REVIEW / CONCERT
RACHMANINOV CONCERTO NO. 2
Singapore Symphony Orchestra
Esplanade Concert Hall
The name of Russian composer Sergei Rachmaninov is an indispensable marketing tool.
Its use is almost certain to ensure a well-filled hall, even if the duration of music in the concert does not last more than an hour.
Such was the case of the evening's concert by the Singapore Symphony Orchestra conducted by music director Shui Lan, which included a popular piano concerto and two short orchestral pieces.
Known also for his magnificent piano-playing, Rachmaninov was certainly a talented lad of 14 when he wrote his Scherzo In D Minor (1887), a wisp of a work lasting all of five minutes.
Feathery lightness was the key in reliving its Mendelssohnian charm, with the pairs of flutes and bassoons flitting effortlessly as the strings ran circles with an engaging if not memorable, melody.
Further promise was to follow in the symphonic poem The Rock (1893), Rachmaninov's first important orchestral work.
Its subject was based on author Anton Chekhov's tale of old age confronting youth, with principal flautist Jin Ta confidently helming the leading role.
The music, already imbued with the composer's trademark Slavic melancholy, impressively built up to a Tchaikovskyan climax with brass ablazing before receding quietly.
The short first half which lasted under 30 minutes was followed by the titular Second Piano Concerto (1901), which ran just past the half-hour.
Those expecting a barnstorming account a la Lang Lang would have been disappointed with Argentine pianist Nelson Goerner's noble and unaffected account.
Although of slight physical stature, he was no weakling, bringing much musicality and polish to the proceedings.
Unlike the showy Third Piano Concerto, the solo piano part of the Second is intricately woven within the fabric of the orchestral scoring.

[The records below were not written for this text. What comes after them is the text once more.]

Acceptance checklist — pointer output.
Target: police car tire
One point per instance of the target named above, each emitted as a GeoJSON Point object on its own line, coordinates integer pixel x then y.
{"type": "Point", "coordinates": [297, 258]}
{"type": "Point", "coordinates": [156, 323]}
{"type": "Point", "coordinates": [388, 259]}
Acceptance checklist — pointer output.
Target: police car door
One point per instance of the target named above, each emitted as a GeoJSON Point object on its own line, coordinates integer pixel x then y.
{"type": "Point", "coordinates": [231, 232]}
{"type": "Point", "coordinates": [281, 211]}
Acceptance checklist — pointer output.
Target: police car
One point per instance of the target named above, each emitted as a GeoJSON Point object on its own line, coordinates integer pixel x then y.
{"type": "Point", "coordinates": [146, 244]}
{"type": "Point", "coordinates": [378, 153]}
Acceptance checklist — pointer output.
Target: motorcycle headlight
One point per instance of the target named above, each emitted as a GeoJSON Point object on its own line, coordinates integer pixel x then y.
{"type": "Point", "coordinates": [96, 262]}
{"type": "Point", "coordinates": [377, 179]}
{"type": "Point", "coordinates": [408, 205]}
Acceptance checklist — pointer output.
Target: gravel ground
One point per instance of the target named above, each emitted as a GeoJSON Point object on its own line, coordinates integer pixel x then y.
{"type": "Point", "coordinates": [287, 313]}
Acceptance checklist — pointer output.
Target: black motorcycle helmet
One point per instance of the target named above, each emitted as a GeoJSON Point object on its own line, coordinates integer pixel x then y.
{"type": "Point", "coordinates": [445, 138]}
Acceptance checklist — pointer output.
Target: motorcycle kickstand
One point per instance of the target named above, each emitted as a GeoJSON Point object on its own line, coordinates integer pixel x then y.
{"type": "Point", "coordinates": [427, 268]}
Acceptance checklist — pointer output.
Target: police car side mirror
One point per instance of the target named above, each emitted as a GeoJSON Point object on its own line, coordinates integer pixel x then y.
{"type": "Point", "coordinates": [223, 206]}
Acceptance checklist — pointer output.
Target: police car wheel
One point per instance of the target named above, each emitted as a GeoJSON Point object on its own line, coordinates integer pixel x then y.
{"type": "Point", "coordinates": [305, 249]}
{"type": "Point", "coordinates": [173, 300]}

As such, the orchestra was careful not to overwhelm, and the balance was well managed while teetering on a tightrope.
Marc-Antoine Robillard's horn solo near the end of the first movement was excellent, and Ma Yue's clarinet distinguished the opening of the slow movement.
Some of the best moments were also the most subtle, such as the lush violins singing at the Adagio's close accompanied by big piano chords.
The work then caught fire for the coruscating finale, where mercurial reflexes jostled keenly with the movement's "big tune", probably the most anticipated part of the concerto.
Goerner's technique more than matched the bluster applied for the grandstand finish, which brought out the cheers.
No respectable SSO concert at the Esplanade ends before nine, when the night is still young.
So Goerner offered two well- received encores: Scriabin's wistful Poeme In F Sharp Major (Op. 32 No. 1), beautifully voiced, and the sweeping virtuosity of Chopin's Prelude In D Minor (Op. 28 No. 24).
The gesture was a nice one, but as everybody knows, quality trumps quantity any day or night.